The most relevant prior post I found was this one (Error in model for ordinal data - probabilities parameter is not a valid simplex) but the recommended changes there did not fix this error.

data {
  int<lower=1> K; // #number of search locations (5)
  int<lower=1> Ntotal; // #number of trials (12 per participant)
  int<lower=1> Nage; // # of age groups (3)
  int<lower=1> Ncond; // # of conditions (2 between subjects)
  int<lower=1> Nrot; // # of rotations (4 within subjects)
  int <lower=1> Nmod; // #of strategies/models for mixture (not including random response)

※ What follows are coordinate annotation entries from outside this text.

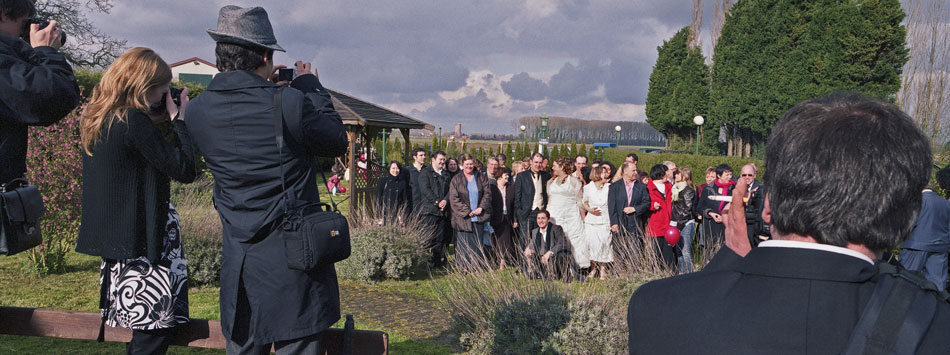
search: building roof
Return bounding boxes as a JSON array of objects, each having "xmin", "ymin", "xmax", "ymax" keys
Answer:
[
  {"xmin": 327, "ymin": 89, "xmax": 435, "ymax": 131},
  {"xmin": 168, "ymin": 57, "xmax": 217, "ymax": 68}
]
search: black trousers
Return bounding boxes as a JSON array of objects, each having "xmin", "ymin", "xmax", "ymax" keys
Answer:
[
  {"xmin": 422, "ymin": 215, "xmax": 453, "ymax": 267},
  {"xmin": 125, "ymin": 327, "xmax": 178, "ymax": 355}
]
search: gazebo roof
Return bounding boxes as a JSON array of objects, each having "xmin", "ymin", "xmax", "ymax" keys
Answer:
[{"xmin": 327, "ymin": 89, "xmax": 435, "ymax": 131}]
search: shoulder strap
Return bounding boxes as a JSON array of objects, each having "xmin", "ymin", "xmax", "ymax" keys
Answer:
[{"xmin": 842, "ymin": 262, "xmax": 947, "ymax": 355}]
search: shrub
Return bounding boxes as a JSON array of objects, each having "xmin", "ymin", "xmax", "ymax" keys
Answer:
[
  {"xmin": 171, "ymin": 178, "xmax": 222, "ymax": 286},
  {"xmin": 24, "ymin": 105, "xmax": 85, "ymax": 275},
  {"xmin": 337, "ymin": 209, "xmax": 429, "ymax": 281}
]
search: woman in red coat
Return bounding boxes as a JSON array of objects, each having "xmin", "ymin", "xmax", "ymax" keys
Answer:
[{"xmin": 646, "ymin": 164, "xmax": 676, "ymax": 267}]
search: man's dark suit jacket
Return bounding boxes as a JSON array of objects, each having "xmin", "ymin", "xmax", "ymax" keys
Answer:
[
  {"xmin": 513, "ymin": 170, "xmax": 551, "ymax": 221},
  {"xmin": 627, "ymin": 247, "xmax": 950, "ymax": 354},
  {"xmin": 901, "ymin": 191, "xmax": 950, "ymax": 253},
  {"xmin": 607, "ymin": 179, "xmax": 650, "ymax": 231}
]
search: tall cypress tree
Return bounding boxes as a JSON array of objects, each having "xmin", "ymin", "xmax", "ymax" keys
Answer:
[{"xmin": 646, "ymin": 27, "xmax": 709, "ymax": 149}]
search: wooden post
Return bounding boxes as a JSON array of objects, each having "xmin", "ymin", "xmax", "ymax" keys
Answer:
[
  {"xmin": 399, "ymin": 128, "xmax": 413, "ymax": 165},
  {"xmin": 346, "ymin": 125, "xmax": 362, "ymax": 216}
]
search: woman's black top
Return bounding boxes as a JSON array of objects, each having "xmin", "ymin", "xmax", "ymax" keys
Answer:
[
  {"xmin": 76, "ymin": 110, "xmax": 197, "ymax": 261},
  {"xmin": 376, "ymin": 174, "xmax": 411, "ymax": 211}
]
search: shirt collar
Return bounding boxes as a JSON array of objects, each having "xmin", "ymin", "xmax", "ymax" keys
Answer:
[{"xmin": 759, "ymin": 239, "xmax": 874, "ymax": 265}]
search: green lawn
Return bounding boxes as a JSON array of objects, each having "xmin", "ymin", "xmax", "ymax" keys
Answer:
[{"xmin": 0, "ymin": 253, "xmax": 452, "ymax": 354}]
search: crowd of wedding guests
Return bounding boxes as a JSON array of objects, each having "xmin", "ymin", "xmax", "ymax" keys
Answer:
[{"xmin": 377, "ymin": 148, "xmax": 768, "ymax": 280}]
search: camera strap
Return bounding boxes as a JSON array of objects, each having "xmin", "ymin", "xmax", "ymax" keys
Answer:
[{"xmin": 274, "ymin": 86, "xmax": 340, "ymax": 213}]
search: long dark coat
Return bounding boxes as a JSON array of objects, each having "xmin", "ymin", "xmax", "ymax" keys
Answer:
[
  {"xmin": 185, "ymin": 70, "xmax": 347, "ymax": 344},
  {"xmin": 0, "ymin": 34, "xmax": 79, "ymax": 184}
]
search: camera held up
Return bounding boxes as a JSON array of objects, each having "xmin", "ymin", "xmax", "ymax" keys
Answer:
[
  {"xmin": 22, "ymin": 17, "xmax": 66, "ymax": 45},
  {"xmin": 148, "ymin": 86, "xmax": 181, "ymax": 113}
]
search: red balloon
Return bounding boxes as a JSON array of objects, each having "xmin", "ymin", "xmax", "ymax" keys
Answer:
[{"xmin": 663, "ymin": 226, "xmax": 680, "ymax": 245}]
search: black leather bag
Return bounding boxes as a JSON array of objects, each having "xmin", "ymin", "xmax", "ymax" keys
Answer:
[
  {"xmin": 274, "ymin": 88, "xmax": 350, "ymax": 271},
  {"xmin": 0, "ymin": 179, "xmax": 46, "ymax": 255}
]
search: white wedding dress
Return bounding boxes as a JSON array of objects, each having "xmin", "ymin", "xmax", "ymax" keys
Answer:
[
  {"xmin": 583, "ymin": 182, "xmax": 614, "ymax": 263},
  {"xmin": 548, "ymin": 176, "xmax": 590, "ymax": 269}
]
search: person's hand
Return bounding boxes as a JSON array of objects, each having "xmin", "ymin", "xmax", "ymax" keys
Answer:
[
  {"xmin": 267, "ymin": 64, "xmax": 290, "ymax": 85},
  {"xmin": 294, "ymin": 60, "xmax": 315, "ymax": 79},
  {"xmin": 30, "ymin": 21, "xmax": 63, "ymax": 49},
  {"xmin": 165, "ymin": 87, "xmax": 188, "ymax": 121},
  {"xmin": 721, "ymin": 179, "xmax": 752, "ymax": 257},
  {"xmin": 541, "ymin": 250, "xmax": 554, "ymax": 265}
]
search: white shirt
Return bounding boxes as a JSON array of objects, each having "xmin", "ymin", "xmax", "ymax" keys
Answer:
[{"xmin": 759, "ymin": 239, "xmax": 874, "ymax": 265}]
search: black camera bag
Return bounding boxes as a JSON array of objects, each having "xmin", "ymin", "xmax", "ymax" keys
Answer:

  int <lower=1,upper=3> ageGrp[Ntotal]; // #age group for each trial
  int <lower=1,upper=2> condInd[Ntotal]; //#cond for each trial
  int <lower=1,upper=4> rotInd[Ntotal]; // #rotation for each trial

  int <lower=1,upper=K> y[Ntotal]; // #responses from participant

  vector <lower=0, upper=1>[K] modPred[Ntotal,Nmod]; // #model predictions
  vector<lower=0>[K] alphaT; //#dirichlet param for rand response model
  vector<lower=0>[Nmod] alphaW; //#dirichlet params for mixing models
  real<lower=0> a; // #prior parameter for model pred weight
  real<lower=0> b; //#prior parameter for rand model weight
}

parameters {

  simplex[K] theta[Nage,Ncond,Nrot];
  simplex[Nmod] w[Nage,Ncond,Nrot];
}


model {
  int NmodIt=Nmod-1;
  
   for (n in 1:Ntotal) {
    real lps_ws[Nmod];

    for (m in 1:NmodIt) {
    	if (m == 1) {
    		lps_ws[m] = 0.;
    	}

      lps_ws[m] += categorical_lpmf(y[n] | modPred[n,m,1:]);
      lps_ws[m] += log(w[ageGrp[n],condInd[n],rotInd[n],m]);
    }
    lps_ws[Nmod] += categorical_lpmf(y[n] | theta[ageGrp[n], condInd[n],rotInd[n]]);

    target += log_sum_exp(lps_ws);
  }
  for (i in 1:Nage) {
    for (c in 1:Ncond) {
      for (r in 1:Nrot) {
        theta[i,c,r] ~ dirichlet(alphaT);
        w[i,c,r] ~ dirichlet(alphaW);
      }
    }
  }
}

Any ideas about what we are missing/doing wrong?
Thanks in advance.

I suspect it is this line:

lps_ws[m] += categorical_lpmf(y[n] | modPred[n,m,1:]);

Make sure sum(modPred[n, m]) == 1.0 for all n/m.

If it turns out to be a numerical thing (like maybe one row is 1.000000000001), then we can do something else, but I suspect there’s probably an issue with reading in data.

Thanks for the suggestion. I checked the row sums in modPred and no values exceeded 1. Does that sufficiently address this concern?

They need to sum to exactly one. If they sum to anything other than one it’d be a problem.

I see, thanks, sorry for my confusion. They do not sum to 1, I think because of how we are combining stratedies/models. In a given model, the probability across search locations sums to 1, but then when we combine there could be multiple strategies indicating the same location, or different strategies could indicate different locations. In either case, summing across models would be more than 1 then.

So it seems this is something to address in the way the strategies/models are first combined, yes? This is done in the R code rather than stan file.

Yeah, I’m not sure what the solution is, but probably the place to start is:

lps_ws[m] += categorical_lpmf(y[n] | modPred[n,m,1:]);

What does that term mean in the model and what is the data?

Does the model need to change or should there be a data transformation?

Stuff like that. Maybe check in with the person who wrote it. Maybe it’s an accident or something.